- Theatrical release poster
- Directed by: Víctor Garcia
- Screenplay by: Elliott San
- Produced by: Fabio Massimo Cacciatori Martha Capello Andrea Cucchi Miguel Angel Faura Oliver Stoltz Isaac Torrás
- Starring: Claire Forlani Jake Abel Titus Welliver
- Cinematography: Eloi Molí
- Edited by: Luis de la Madrid
- Music by: Luca Balboni
- Production companies: Illogic Srl Kobalt Entertainment Martha Production Roxbury
- Distributed by: Aqute Media
- Release date: 1 February 2019;
- Running time: 82 minutes
- Countries: Spain Italy
- Language: English

= An Affair to Die For =

2019 film directed by Víctor Garcia

An Affair to Die For is a 2019 English-language Spanish-Italian thriller film directed by Víctor Garcia starring Claire Forlani, Jake Abel, and Titus Welliver. It was released on February 1, 2019.

==Plot==
Holly, a successful professor, travels to Aspen for a rendezvous with her 27-year-old former student and current lover Everett Alan. She puts on the blindfold left for her and chains herself to the headboard of the bed using the handcuffs left for her. She is unaware that the man who next enters the room is her policeman husband Russell Pierpoint, who has sex with her. She enjoys the sex until it becomes too rough but he ignores her pleas to stop and continues, leaving her crying afterwards.

In the next room Russell tells Everett, who is bound and gagged, that he is holding Everett's wife Lydia and daughter Jessica hostage, then leaves after instructing Everett to lie to Holly and say that he was the one who just had sex with her.

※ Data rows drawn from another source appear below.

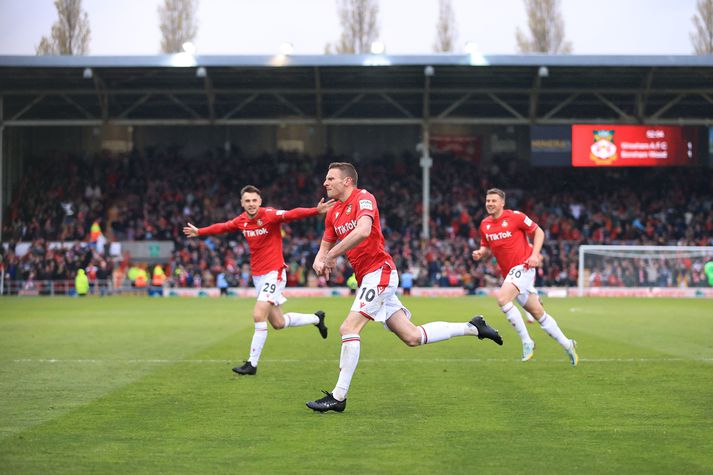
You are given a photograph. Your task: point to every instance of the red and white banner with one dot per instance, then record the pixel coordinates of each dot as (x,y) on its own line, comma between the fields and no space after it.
(466,147)
(606,145)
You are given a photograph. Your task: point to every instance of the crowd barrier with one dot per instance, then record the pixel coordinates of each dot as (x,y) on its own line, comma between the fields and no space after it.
(105,287)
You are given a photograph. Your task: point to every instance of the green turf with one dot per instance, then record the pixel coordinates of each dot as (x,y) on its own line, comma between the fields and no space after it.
(137,385)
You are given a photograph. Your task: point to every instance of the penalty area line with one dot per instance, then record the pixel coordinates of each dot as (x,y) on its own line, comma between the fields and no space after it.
(363,360)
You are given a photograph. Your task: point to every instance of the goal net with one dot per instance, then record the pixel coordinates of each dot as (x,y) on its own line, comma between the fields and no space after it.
(664,267)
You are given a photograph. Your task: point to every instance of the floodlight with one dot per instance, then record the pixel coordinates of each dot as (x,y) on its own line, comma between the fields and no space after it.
(377,47)
(287,48)
(471,47)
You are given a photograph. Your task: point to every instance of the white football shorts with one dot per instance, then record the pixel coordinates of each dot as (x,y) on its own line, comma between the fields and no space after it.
(524,280)
(269,287)
(376,297)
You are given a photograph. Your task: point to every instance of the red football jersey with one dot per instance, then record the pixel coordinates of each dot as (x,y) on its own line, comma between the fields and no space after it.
(506,236)
(263,233)
(342,219)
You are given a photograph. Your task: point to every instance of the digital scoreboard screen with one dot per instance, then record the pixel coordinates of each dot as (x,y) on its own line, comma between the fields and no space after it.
(607,145)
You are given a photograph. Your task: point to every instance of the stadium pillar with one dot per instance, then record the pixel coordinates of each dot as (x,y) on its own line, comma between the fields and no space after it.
(2,164)
(426,160)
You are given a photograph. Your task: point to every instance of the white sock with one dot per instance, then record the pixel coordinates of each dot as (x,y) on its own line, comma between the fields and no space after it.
(293,319)
(439,331)
(348,360)
(258,342)
(549,325)
(515,318)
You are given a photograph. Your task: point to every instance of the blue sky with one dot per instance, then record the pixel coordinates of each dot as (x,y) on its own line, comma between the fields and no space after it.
(130,27)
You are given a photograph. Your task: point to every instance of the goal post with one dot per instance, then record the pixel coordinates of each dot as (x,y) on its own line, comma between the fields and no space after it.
(630,266)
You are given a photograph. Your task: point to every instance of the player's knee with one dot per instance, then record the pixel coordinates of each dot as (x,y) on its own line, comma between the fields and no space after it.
(346,329)
(413,340)
(538,313)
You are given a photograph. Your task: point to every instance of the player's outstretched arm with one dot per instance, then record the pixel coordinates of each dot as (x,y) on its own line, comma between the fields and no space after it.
(319,266)
(190,231)
(481,253)
(323,206)
(535,259)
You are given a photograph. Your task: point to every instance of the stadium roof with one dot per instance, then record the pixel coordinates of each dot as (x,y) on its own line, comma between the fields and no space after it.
(182,89)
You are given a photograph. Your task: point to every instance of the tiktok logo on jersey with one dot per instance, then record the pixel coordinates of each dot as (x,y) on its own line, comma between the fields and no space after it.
(253,233)
(498,236)
(345,228)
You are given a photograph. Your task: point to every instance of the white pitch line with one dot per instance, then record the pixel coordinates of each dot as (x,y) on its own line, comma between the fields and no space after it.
(363,360)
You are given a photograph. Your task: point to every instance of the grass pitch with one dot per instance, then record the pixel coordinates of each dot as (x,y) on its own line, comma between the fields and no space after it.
(138,385)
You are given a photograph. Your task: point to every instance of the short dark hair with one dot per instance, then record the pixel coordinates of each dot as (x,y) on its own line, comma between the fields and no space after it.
(496,191)
(347,169)
(250,189)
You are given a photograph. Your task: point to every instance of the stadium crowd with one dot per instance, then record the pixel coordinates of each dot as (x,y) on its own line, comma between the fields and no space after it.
(151,195)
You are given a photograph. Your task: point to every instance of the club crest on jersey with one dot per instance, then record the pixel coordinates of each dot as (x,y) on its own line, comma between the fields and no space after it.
(365,204)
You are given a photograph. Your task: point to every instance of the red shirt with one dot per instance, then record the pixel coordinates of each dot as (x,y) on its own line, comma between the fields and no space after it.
(342,219)
(506,236)
(263,233)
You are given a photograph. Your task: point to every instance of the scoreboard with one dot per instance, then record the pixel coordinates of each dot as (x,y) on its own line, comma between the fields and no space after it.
(613,145)
(633,146)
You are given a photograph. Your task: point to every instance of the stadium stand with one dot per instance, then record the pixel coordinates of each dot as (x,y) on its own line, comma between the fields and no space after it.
(150,195)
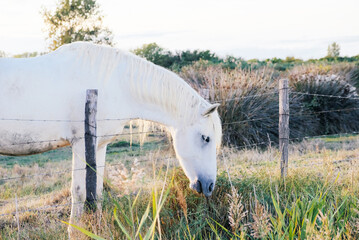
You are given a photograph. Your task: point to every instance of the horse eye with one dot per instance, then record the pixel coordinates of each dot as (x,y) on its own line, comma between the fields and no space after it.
(204,138)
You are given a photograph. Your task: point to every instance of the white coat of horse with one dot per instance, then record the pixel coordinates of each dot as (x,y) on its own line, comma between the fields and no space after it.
(53,88)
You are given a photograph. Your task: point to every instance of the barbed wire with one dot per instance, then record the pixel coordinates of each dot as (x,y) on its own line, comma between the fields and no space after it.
(78,138)
(244,97)
(324,95)
(40,209)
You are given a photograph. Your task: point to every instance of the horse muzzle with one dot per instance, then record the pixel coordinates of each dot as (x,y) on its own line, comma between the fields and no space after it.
(204,186)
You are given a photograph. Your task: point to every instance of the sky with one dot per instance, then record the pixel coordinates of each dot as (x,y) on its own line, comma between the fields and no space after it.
(241,28)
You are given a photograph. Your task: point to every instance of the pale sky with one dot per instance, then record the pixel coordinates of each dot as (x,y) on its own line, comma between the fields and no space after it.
(242,28)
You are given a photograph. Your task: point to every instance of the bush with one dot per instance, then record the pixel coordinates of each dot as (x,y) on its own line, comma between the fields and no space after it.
(331,114)
(249,103)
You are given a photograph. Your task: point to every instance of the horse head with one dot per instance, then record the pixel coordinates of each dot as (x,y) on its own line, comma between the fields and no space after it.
(196,146)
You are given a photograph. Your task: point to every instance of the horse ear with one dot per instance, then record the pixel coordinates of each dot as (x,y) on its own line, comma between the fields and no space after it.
(210,110)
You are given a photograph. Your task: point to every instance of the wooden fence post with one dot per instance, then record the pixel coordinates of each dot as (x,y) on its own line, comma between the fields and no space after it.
(90,148)
(283,125)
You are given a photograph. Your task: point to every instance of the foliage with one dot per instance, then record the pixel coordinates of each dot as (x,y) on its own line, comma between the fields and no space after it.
(154,53)
(333,50)
(249,103)
(332,114)
(75,20)
(158,55)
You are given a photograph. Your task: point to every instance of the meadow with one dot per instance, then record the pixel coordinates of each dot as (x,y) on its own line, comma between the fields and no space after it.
(146,192)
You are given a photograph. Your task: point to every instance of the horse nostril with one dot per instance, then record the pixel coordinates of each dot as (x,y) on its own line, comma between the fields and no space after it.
(210,188)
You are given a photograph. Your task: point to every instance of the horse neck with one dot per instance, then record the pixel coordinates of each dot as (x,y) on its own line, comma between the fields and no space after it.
(163,97)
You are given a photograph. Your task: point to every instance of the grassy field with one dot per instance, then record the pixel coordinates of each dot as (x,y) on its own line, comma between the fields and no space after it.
(318,200)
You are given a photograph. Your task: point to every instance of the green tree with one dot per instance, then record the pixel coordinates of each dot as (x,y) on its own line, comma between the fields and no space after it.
(75,20)
(156,54)
(333,50)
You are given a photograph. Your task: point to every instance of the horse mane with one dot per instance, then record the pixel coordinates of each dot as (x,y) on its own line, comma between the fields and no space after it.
(149,83)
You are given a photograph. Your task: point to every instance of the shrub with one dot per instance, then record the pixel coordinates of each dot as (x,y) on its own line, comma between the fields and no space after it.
(249,103)
(332,114)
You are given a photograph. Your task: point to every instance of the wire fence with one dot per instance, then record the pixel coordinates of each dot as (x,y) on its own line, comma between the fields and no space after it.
(240,147)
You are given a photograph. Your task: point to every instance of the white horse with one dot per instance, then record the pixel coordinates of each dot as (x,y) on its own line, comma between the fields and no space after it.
(53,88)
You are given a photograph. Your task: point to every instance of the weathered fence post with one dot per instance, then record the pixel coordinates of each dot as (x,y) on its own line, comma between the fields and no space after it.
(283,125)
(90,148)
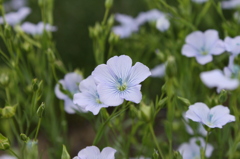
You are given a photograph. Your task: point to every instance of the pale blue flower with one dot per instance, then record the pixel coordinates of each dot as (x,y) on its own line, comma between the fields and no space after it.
(215,117)
(7,157)
(14,18)
(192,150)
(92,152)
(158,71)
(127,27)
(199,1)
(200,128)
(232,45)
(88,98)
(70,85)
(230,4)
(37,29)
(203,45)
(118,80)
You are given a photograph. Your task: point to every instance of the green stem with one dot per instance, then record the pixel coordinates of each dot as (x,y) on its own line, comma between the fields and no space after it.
(38,126)
(155,140)
(10,150)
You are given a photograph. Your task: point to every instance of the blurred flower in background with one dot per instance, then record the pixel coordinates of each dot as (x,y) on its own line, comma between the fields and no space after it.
(230,4)
(92,152)
(37,29)
(192,150)
(65,90)
(14,18)
(215,117)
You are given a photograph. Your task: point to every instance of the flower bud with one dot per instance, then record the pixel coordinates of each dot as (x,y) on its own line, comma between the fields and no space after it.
(34,85)
(4,79)
(108,3)
(113,38)
(7,112)
(222,96)
(41,110)
(7,31)
(145,112)
(4,143)
(171,69)
(24,137)
(156,154)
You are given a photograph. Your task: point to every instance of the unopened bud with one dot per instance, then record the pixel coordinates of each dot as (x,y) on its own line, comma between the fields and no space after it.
(7,112)
(4,79)
(24,137)
(34,85)
(108,3)
(155,154)
(171,69)
(41,110)
(223,96)
(4,143)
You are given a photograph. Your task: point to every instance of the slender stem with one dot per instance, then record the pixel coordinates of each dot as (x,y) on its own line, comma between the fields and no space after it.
(10,150)
(38,126)
(155,140)
(205,147)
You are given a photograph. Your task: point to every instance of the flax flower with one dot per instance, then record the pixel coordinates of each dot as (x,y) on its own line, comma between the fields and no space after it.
(118,80)
(88,98)
(215,117)
(92,152)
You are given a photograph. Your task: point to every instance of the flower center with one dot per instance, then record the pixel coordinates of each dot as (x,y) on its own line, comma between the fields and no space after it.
(121,86)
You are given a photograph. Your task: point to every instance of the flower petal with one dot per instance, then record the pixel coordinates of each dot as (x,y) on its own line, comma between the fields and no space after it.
(198,112)
(89,152)
(108,153)
(109,95)
(133,94)
(189,50)
(120,66)
(102,73)
(196,39)
(139,72)
(204,59)
(158,71)
(221,116)
(58,92)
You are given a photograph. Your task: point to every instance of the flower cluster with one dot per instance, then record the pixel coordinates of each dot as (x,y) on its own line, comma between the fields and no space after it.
(130,25)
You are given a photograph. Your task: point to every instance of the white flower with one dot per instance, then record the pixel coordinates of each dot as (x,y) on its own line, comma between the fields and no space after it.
(232,45)
(14,4)
(200,128)
(158,71)
(162,24)
(215,117)
(216,78)
(14,18)
(230,4)
(36,29)
(70,84)
(88,98)
(199,1)
(7,157)
(192,150)
(118,80)
(203,45)
(92,152)
(127,27)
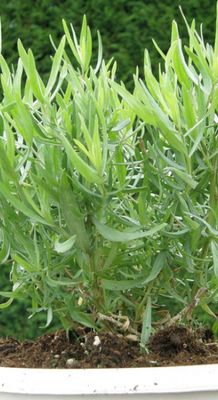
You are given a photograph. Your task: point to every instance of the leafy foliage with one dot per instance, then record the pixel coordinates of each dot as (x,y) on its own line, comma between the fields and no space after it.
(108,200)
(127,27)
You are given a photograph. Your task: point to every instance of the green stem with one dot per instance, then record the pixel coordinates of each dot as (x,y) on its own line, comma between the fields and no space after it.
(211,218)
(141,305)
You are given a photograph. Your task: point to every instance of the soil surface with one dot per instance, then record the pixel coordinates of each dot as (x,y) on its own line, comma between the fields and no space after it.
(170,346)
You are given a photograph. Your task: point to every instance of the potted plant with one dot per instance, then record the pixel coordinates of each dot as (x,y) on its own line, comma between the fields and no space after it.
(108,200)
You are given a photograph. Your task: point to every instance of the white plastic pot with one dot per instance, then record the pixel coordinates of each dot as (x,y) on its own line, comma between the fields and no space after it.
(191,382)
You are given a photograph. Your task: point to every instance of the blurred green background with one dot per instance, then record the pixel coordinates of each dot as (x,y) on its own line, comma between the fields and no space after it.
(127,28)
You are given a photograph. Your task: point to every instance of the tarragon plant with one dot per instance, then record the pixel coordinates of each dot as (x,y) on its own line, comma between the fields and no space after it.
(108,200)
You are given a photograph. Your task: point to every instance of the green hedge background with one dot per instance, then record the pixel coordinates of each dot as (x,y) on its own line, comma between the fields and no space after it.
(127,28)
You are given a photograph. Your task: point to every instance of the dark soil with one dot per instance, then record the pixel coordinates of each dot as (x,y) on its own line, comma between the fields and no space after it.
(173,345)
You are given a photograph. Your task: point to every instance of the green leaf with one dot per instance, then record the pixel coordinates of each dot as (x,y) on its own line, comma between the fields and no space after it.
(140,109)
(122,284)
(73,217)
(7,303)
(185,177)
(35,82)
(214,248)
(157,267)
(115,235)
(63,247)
(55,66)
(84,169)
(146,322)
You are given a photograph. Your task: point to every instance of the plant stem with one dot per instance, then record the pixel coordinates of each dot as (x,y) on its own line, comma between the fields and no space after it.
(141,305)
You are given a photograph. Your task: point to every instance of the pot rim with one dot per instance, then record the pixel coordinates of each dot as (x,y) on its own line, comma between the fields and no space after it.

Everett unlocks the handcuffs and Holly berates him for his behavior while she dresses to leave, but Russell calls Everett and instructs him not to let Holly leave. Russell then calls Holly, telling her that Everett is a dangerous man responsible for the disappearance of multiple women and pleading with her to escape somehow.

Over the course of the day the two are manipulated by phone to pit them against each other for revenge. Holly slips Dave the bellboy a note that she is in trouble but Russell finds it and sends back Lydia's severed ring finger to Everett as punishment. Russell advises Everett to use pills he has left in the room to drug Holly, but Holly also uses her own supply of pills to drug Everett. Everett whispers to Holly that her husband Russell is holding his wife and daughter hostage and set up the entire encounter, then both fall unconscious from the drugs.

Holly wakes to find herself handcuffed to a railing in the room and accuses Everett of being a serial killer, warning him that Russell will bring the police force to stop him. Everett finds Russell beaten and in a wheelchair in the bedroom. Everett releases Holly and they watch Russell die from an injection of an unknown drug. A person with a disguised voice calls them and gives the ultimatum that only one of the two lovers is permitted to check out of the hotel to return to family life. Holly stabs and kills Everett, then receives a call instructing her to microwave the phone to destroy it. She is invited to come to 513 to learn the whole story, but when she arrives she finds a surveillance system monitoring her and Everett's hotel room as well and discovers Everett's wife Lydia bound and blindfolded in the bathtub with her ring finger missing. Holly unties her and checks the contents of a memory card hidden away by Everett before his death, revealing that Lydia was involved in the plot. Lydia enters and confesses that she killed Everett's other two lovers, then grabs the memory card, breaks it, and flushes it down the toilet. Holly smashes a glass vase over Lydia's head, killing her as two security guards force their way into the room and demand that she surrender.

==Cast==
- Claire Forlani as Holly Pierpoint
- Jake Abel as Everett Alan
- Titus Welliver as Russell Pierpoint
- Nathan Cooper as Dave Parker
- Melina Matthews as Lydia Alan

==Production==
The film was shot in Sofia, Bulgaria. The interiors of the hotel were shot in Nu Boyana Film Studios, 84 Kumata Str., Kinocentar, Sofia, Bulgaria.

==Release==
The film was given a limited theatrical release and a VOD release in the United States on February 1, 2019.

==Reception==
In a negative review of the film for The Hollywood Reporter, reviewer Frank Scheck wrote, "Don't even bother trying to keep up with the convoluted plot machinations of Victor Garcia's thriller about adultery gone wrong." He concludes that the film is "B-movie mediocrity" and "not even worth stopping for."

Reviewer Roger Moore of the film review website Movie Nation gave the film 1.5 out of 4 stars, writing that "the dialogue lacks punch and ultimately concluding that "this 'Affair,' as it stands, is nothing to die for, or even catch a cold over. The execution here, bland direction (a veteran of 'The Mirror 2' behind the camera), colorless dialogue and performances pitched as almost mild-mannered (save for Welliver) earn this one a bored shrug."